Remembering A Civil Rights Icon: You Had To Have Known Clara Luper Back In The Day To Get It
Clara Luper: 1923-2011 |
By Mike McCarville
You had to have known Clara Luper back in the day to get it.
Fifty years ago, she was the face of the civil rights movement in Oklahoma City. As a reporter for The Daily Oklahoman-Oklahoma City Times, I photographed that face for the first time with a Polaroid camera (the first, and likely the last, Polaroid photo to appear in the Times) during a downtown sit-in. By then, she'd been at it for three or four years, leading sit-ins, and the police officers there to keep the peace knew her well.
I didn't, at the time.
As a child of the South, I grew up with "White Only" and "No Coloreds" signs everywhere. My exposure to treatment of blacks was limited to my parents' contact with our maid, also named Clara. She was "Miss Clara" to me in the late 1940s and early 1950s.
And Clara Luper became "Mrs. Luper" to me; it never occurred to me to call her "Clara" until I once slipped and called her that during my KTOK show when we'd had a particularly animated conversation about those days.
My first impression of her in 1962 was that she was pushy; arrogant probably also came to mind.
Abundantly clear was that she was in charge. She spoke, those with her acted. Or did not.

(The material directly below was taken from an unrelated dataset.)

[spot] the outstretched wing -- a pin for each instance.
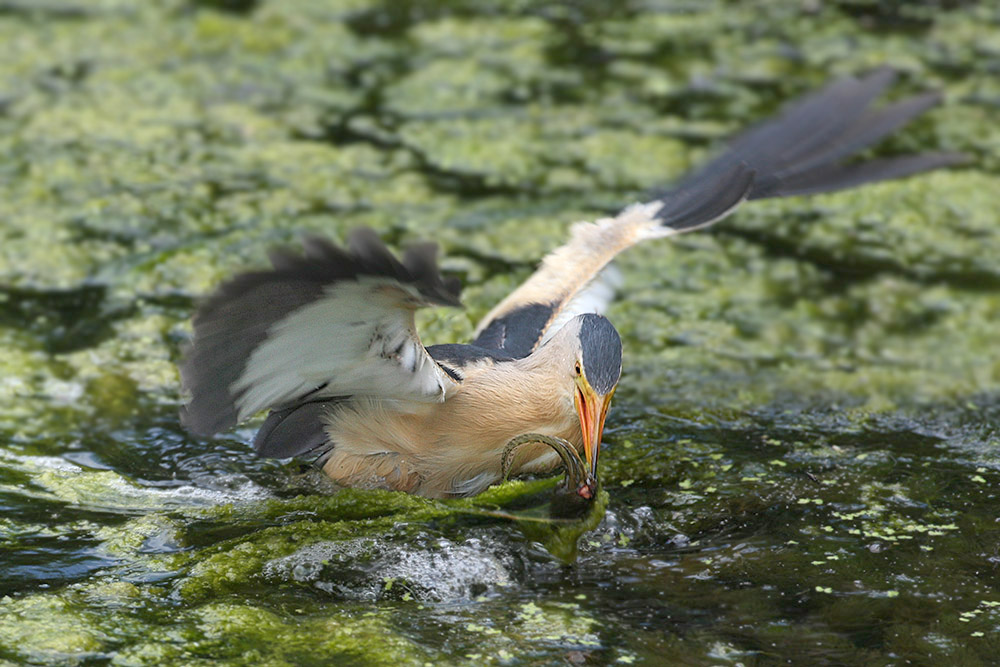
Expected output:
(329, 322)
(799, 152)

She was defiant, demanding, her face appearing chiseled from steel.
I saw that look many times in the ensuing years, sometimes during demonstrations, other times in interviews.

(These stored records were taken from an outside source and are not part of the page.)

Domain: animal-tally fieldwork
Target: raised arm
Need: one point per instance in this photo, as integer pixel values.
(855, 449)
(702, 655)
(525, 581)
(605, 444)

As integration took hold in Oklahoma City, the confrontations and demonstrations grew less frequent and then a lot of years passed before I saw her again.
She remembered me, however, and we had a long conversation. There was no small talk. Clara Luper didn't do small talk. Not with me, anyway, nor with anyone else that I observed.
Today, there's an outpouring of kind comments about Clara Luper's life and I'm certain there are some out there, too young to remember what it was like in 1962, who will wonder what all the fuss is about.
You had to have known Clara Luper back in the day to get it.